En transformant le centre de Kaboul en champ de bataille lundi pendant plusieurs heures, les talibans ont adressé un message clair au gouvernement afghan et aux forces internationales: nous pouvons frapper où et quand nous le voulons.

Pendant plusieurs heures, les habitants du centre de Kaboul sont restés terrés chez eux, les yeux rivés sur leurs postes de télévision pour suivre des scènes de guerre, à quelques centaines de mètres de chez eux.
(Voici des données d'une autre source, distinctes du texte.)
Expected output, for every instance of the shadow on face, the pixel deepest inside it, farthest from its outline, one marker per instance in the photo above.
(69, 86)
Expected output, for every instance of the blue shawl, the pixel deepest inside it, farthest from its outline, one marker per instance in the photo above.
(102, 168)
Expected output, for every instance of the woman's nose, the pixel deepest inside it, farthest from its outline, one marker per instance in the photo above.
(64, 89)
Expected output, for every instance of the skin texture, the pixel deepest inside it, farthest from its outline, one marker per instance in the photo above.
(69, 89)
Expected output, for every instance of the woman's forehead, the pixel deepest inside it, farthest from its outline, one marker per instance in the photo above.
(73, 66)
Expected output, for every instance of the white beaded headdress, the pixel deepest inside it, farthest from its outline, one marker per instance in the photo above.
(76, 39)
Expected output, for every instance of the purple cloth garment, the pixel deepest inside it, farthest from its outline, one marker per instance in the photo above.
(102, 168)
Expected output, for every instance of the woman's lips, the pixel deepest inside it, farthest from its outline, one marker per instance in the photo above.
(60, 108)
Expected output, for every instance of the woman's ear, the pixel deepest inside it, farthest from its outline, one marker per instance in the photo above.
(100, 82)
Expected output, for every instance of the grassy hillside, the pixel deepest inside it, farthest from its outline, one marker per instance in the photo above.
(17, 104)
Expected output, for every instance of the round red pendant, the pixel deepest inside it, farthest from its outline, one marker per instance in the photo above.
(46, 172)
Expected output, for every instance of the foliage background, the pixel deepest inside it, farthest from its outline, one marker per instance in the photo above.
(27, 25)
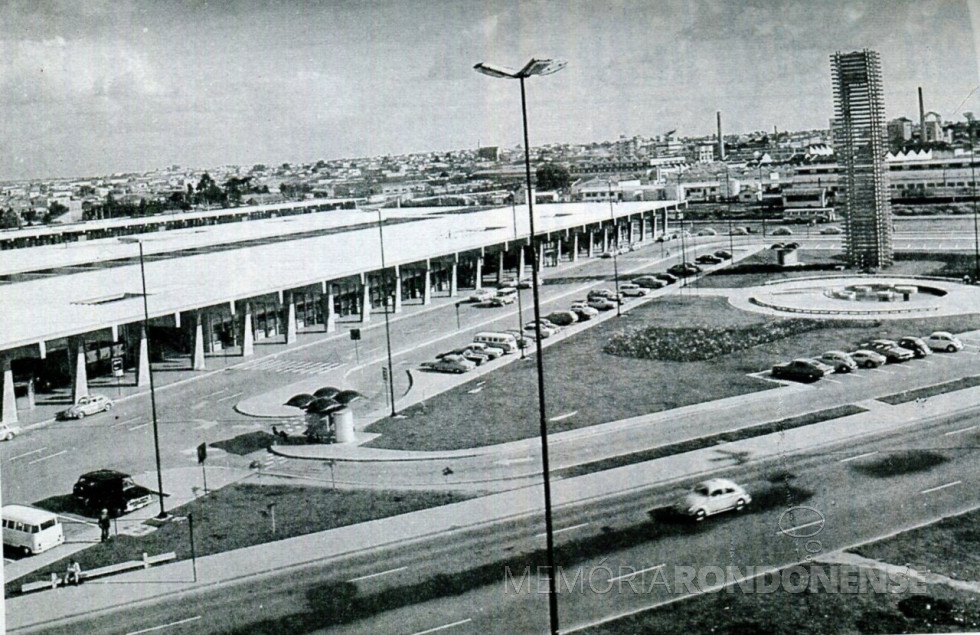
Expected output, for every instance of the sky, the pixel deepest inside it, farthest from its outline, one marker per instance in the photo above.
(92, 87)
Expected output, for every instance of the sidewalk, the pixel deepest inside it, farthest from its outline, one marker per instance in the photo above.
(175, 580)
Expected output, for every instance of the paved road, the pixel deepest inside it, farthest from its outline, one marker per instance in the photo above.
(618, 542)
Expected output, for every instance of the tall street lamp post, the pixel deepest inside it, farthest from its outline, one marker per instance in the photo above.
(153, 397)
(384, 293)
(536, 67)
(612, 216)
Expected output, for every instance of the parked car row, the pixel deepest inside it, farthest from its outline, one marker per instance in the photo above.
(870, 355)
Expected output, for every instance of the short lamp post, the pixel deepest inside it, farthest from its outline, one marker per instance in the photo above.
(153, 398)
(536, 67)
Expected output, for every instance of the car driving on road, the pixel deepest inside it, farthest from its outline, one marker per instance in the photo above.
(713, 497)
(87, 405)
(801, 370)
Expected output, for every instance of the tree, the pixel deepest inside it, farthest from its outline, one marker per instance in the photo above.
(553, 176)
(10, 219)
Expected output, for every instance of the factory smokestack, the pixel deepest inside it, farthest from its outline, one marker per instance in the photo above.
(922, 119)
(721, 139)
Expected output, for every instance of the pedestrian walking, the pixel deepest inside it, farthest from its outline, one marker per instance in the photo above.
(104, 524)
(74, 573)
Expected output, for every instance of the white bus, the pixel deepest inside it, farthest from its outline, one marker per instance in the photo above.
(30, 529)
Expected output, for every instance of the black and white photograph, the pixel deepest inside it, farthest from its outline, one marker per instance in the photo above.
(458, 317)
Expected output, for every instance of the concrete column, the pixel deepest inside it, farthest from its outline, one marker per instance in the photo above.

L'opération commando menée par au moins sept talibans lourdement armés et munis de ceintures d'explosifs, visant le palais présidentiel, des ministères et un centre commercial au coeur de la capitale n'était pas la première du genre. Mais elle a frappé les esprits.

«L'ennemi n'a pas la capacité de combattre nos forces de sécurité en face à face. Les actes terroristes sont un phénomène que, malheureusement, nous allons devoir affronter pendant longtemps», déplorait le patron du renseignement afghan, Amrullah Saleh, quelques heures après la fin de l'attaque qui s'est soldée par la mort de cinq personnes, dont un enfant, et 71 blessés.

Sept kamikazes ont également péri, tués ou en faisant exploser leur bombe.

En attaquant le centre de Kaboul - le seul endroit d'Afghanistan où la sécurité est sous le contrôle des forces afghanes et non des 113 000 soldats des forces internationales - les talibans ont mis en lumière la vulnérabilité de la police et de l'armée, estiment certains.

«Kaboul est une ville ouverte, tout le monde peut y aller et venir, surtout dans le centre où marchés locaux et édifices gouvernementaux sont imbriqués», estime un habitant de Kaboul.

Fahim, propriétaire d'un magasin au 4e étage du centre commercial qui a brûlé dans les combats, estime que «les talibans ont obtenu un succès».

«Ils ont montré ce dont ils étaient capables», dit-il. Il a tout perdu.

«C'était une démonstration de force des talibans. Elle a montré le manque de coordination entre l'armée, la police et les forces de sécurité», affirme Wadir Safi, professeur de sciences politiques à l'université de Kaboul.

«Ils sont présents et peuvent être activés» à tout moment dans la capitale, estime l'universitaire.

«Les talibans de Kaboul veulent attirer l'attention alors que les talibans de Kandahar et du Helmand conduisent de nombreuses opérations», ajoute le professeur en référence aux provinces les plus dangereuses, dans le sud afghan.

De son côté, le commandement des forces internationales préfère mettre en avant le professionnalisme des forces afghanes qui, selon lui, ont évité un bilan beaucoup plus lourd.

Elles «ont géré efficacement la situation et doivent être félicitées pour cela», a estimé leur chef, le général américain Stanley McChrystal.

«Ces opérations peuvent certes se reproduire encore à Kaboul mais je pense que les forces de sécurité se sont améliorées et qu'elles ont pu empêcher dans le passé ce genre d'attaques», renchérit l'analyste Haroun Mir.

La gestion de la crise par l'armée et la police «est un signe que les forces afghanes peuvent assumer la responsabilité de la sécurité à Kaboul», selon lui.

«Néanmoins, Kaboul est une grande ville avec plus de 5 millions d'habitants, dont une majorité de pauvres. Et les talibans et Al-Qaeda peuvent en profiter et s'infiltrer», assure l'analyste.

Alors que Kaboul a été placée en «état d'alerte», l'enquête tente de déterminer quel groupe insurgé a mené l'opération, revendiquée à l'AFP par le commandement taliban.

La complexité de l'opération pourrait désigner, selon des experts, le réseau de Jalaluddin Haqqani, un ancien leader de la résistance à l'occupation soviétique dans les années 1980, aujourd'hui considéré comme proche d'Al-Qaeda, qui avait monté en 2008 une tentative d'assassinat du président afghan Hamid Karzaï.